[quote author=“capablanca”]Leopard will have a much bigger financial impact than I previously thought. I qualify my comments by stating that my copy of Leopard does not arrive until next Wednesday. But I just received a two hour briefing from a trusted source.
One example of what I mean. iChat is going to sell Macs. Yes iChat. When coupled with Screen Sharing and Back to my Mac, Leopard delivers a new very easy to use communication tool. Employees of a company, scattered around the globe can use this tool for collaboration; one person can get tech support from another with this tool; a salesman can make a remote presentataion with it. Each of these can of course be done now, without Leopard, if you are Steve Wozniak. But the genius of Leopard is it makes it possible for ordinary shoe-clerks to deploy these labor saving, efficiency delivering tools.
Forget the lower cost of ownership, forget the freedom from attacks, forget the better reliability. The reason to deploy Macs in your company is your people will get more work done.

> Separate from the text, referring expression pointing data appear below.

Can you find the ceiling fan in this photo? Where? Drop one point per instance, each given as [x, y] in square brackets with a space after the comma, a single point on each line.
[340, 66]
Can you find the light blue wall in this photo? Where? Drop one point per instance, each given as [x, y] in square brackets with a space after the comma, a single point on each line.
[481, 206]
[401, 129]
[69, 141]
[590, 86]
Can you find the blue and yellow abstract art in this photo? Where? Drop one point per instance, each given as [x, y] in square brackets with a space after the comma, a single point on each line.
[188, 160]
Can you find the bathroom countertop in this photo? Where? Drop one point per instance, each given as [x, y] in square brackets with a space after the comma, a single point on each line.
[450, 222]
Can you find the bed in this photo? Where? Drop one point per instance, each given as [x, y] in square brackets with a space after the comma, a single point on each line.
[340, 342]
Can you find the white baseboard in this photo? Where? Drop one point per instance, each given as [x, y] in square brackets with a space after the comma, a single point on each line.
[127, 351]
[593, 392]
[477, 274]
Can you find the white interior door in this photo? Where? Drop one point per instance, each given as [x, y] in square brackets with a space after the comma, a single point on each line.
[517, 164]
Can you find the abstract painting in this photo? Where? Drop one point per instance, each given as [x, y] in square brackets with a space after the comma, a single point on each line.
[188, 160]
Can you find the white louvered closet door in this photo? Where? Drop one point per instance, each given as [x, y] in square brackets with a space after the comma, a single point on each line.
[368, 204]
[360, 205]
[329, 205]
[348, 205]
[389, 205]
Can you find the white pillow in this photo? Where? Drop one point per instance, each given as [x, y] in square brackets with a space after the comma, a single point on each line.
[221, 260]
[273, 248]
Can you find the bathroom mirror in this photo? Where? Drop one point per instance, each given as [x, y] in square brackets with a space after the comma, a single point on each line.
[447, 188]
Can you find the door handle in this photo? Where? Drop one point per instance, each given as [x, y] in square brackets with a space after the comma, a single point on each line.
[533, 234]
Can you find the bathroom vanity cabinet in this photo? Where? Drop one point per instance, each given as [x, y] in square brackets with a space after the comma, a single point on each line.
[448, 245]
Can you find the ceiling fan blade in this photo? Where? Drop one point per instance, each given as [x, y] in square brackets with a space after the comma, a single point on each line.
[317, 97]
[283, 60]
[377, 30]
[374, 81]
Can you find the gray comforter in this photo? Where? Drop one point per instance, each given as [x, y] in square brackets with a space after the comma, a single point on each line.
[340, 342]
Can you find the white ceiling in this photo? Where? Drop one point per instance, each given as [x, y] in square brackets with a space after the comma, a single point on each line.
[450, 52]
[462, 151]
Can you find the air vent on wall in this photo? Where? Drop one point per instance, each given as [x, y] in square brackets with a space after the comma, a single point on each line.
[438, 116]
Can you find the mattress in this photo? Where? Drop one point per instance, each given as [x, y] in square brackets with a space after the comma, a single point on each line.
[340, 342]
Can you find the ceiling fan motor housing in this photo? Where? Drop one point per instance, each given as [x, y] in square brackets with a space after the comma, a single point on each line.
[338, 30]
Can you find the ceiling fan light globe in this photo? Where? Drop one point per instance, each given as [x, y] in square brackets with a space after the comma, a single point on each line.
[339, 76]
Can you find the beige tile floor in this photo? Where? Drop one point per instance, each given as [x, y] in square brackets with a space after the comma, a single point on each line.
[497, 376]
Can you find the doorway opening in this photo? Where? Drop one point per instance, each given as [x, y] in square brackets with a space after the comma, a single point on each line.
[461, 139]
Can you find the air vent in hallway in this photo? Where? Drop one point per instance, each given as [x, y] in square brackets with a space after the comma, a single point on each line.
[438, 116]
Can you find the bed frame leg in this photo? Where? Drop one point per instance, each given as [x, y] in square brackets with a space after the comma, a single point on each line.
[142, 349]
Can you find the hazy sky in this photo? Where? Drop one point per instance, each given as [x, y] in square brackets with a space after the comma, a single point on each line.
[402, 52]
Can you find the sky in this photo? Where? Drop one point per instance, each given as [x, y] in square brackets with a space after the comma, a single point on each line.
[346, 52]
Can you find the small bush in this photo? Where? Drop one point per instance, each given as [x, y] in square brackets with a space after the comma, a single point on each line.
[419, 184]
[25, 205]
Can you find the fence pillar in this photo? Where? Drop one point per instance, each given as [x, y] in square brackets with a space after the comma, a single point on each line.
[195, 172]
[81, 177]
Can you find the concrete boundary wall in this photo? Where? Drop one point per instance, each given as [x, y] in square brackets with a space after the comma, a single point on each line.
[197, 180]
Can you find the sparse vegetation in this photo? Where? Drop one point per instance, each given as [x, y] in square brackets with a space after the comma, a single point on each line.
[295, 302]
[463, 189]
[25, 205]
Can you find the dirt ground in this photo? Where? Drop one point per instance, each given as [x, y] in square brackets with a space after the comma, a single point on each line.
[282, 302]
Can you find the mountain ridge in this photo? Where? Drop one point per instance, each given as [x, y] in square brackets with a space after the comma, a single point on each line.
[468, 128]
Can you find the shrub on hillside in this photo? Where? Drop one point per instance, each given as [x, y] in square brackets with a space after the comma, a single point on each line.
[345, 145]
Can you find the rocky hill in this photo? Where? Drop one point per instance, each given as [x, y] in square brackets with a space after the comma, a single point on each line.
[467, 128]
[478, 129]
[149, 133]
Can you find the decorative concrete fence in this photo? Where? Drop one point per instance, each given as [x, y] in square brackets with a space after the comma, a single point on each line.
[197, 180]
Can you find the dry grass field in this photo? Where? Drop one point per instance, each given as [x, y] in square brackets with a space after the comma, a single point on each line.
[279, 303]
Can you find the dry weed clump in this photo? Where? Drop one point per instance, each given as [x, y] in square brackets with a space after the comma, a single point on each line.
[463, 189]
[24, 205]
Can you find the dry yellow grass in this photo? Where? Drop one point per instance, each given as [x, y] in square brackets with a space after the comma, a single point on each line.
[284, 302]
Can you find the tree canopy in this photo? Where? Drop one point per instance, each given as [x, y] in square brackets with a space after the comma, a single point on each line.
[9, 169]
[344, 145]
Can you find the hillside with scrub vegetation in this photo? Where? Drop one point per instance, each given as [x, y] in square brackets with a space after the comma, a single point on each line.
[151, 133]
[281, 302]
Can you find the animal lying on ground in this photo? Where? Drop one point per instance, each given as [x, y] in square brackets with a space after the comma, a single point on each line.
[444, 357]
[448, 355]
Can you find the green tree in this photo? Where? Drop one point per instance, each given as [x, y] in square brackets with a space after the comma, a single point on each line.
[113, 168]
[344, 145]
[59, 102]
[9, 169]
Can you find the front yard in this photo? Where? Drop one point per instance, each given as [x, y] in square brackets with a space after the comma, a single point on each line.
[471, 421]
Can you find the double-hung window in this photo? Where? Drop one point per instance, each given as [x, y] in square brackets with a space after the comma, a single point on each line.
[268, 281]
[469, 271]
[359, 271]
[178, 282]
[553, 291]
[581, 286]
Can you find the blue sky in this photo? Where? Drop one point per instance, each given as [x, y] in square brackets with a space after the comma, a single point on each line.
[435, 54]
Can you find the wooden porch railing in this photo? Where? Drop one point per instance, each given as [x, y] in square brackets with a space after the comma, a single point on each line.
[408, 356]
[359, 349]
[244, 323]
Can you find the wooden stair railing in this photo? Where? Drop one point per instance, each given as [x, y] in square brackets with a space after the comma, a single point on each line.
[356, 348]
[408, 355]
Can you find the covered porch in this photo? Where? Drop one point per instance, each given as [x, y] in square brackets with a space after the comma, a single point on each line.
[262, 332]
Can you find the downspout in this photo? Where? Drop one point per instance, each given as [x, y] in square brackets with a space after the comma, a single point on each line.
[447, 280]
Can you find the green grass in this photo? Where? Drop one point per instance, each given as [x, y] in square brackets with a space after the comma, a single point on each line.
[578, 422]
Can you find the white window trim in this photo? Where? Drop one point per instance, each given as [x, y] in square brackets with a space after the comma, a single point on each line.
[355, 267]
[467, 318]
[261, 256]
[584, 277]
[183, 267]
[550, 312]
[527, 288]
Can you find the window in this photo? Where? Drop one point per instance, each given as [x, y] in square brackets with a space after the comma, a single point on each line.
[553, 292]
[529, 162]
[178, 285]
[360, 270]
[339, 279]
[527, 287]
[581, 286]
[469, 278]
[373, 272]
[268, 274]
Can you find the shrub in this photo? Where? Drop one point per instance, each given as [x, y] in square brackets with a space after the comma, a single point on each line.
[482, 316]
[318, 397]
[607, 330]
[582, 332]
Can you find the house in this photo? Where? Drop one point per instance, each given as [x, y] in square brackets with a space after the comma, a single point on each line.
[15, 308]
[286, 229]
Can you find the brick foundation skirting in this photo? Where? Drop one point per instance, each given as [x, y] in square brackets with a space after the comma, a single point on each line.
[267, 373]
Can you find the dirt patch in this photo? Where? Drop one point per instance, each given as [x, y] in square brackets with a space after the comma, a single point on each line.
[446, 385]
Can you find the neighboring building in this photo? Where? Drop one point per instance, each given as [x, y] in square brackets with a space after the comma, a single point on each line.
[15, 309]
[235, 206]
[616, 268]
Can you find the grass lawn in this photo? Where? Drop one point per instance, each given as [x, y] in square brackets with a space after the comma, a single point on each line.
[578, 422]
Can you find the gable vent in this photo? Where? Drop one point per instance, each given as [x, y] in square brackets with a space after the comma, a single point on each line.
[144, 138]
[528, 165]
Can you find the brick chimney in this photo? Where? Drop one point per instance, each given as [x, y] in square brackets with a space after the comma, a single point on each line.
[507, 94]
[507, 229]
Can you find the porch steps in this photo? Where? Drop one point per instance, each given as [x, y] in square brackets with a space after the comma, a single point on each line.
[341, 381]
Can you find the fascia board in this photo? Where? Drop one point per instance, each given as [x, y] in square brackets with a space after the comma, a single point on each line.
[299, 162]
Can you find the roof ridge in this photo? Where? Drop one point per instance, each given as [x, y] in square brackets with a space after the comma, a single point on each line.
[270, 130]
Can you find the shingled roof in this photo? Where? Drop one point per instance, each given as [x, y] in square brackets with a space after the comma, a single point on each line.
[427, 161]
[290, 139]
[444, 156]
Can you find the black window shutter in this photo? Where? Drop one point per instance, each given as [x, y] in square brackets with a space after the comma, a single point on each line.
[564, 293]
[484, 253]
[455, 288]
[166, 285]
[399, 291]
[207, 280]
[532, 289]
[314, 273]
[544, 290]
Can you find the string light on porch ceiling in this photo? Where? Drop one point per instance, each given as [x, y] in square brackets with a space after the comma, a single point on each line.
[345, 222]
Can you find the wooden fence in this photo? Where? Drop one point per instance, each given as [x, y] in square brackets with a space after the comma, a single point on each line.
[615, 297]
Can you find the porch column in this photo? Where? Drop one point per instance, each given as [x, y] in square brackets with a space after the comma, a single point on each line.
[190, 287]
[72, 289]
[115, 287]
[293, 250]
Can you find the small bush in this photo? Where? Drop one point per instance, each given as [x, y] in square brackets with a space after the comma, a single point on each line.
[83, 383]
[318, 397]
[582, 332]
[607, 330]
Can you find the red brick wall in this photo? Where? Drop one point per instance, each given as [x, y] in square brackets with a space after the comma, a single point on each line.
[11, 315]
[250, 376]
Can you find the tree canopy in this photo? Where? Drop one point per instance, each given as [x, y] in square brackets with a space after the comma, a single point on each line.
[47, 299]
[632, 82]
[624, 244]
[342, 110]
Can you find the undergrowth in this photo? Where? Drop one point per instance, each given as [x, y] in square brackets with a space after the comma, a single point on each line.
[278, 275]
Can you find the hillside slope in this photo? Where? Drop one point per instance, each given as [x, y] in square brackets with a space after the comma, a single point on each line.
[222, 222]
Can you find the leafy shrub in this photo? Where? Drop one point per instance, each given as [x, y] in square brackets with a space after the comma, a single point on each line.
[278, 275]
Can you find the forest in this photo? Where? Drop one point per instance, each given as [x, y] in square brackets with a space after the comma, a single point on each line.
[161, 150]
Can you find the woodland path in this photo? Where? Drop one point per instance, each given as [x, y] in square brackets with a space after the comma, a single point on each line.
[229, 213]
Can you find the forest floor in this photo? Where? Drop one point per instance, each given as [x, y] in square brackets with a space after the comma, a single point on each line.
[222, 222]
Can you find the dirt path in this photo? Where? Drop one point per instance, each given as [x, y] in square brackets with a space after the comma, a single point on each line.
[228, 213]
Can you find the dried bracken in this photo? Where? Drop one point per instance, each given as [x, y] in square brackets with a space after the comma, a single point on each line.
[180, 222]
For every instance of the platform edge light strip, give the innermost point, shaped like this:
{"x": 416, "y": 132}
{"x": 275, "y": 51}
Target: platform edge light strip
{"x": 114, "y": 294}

The main problem is how to get Macs into the corporations. If you’re the president of a small business, then it’s not a problem. However, in large corporations, the IT guys are gonna hate the idea that a lot of their jobs are going to be on the line if the Macs don’t require their services as much.
Do you think that larger corporations are just going to dump their PCs and bring in thousands of Macs. I’d really enjoy seeing the New World Order of Macs.
I sure wish it would be done, but do you think it’s likely to happen? I don’t know how corporate purchases take place. I always imagined there’s some sort of kickbacks or favors that get contracts and not necessarily purchasing the best computers. Even if that isn’t true, there’s still the problem of competing with Dell which is willing to undercut to razor thin margins just to move hardware.
It’s not the case that the office staff that uses the computers have any input to choose what they would like to use.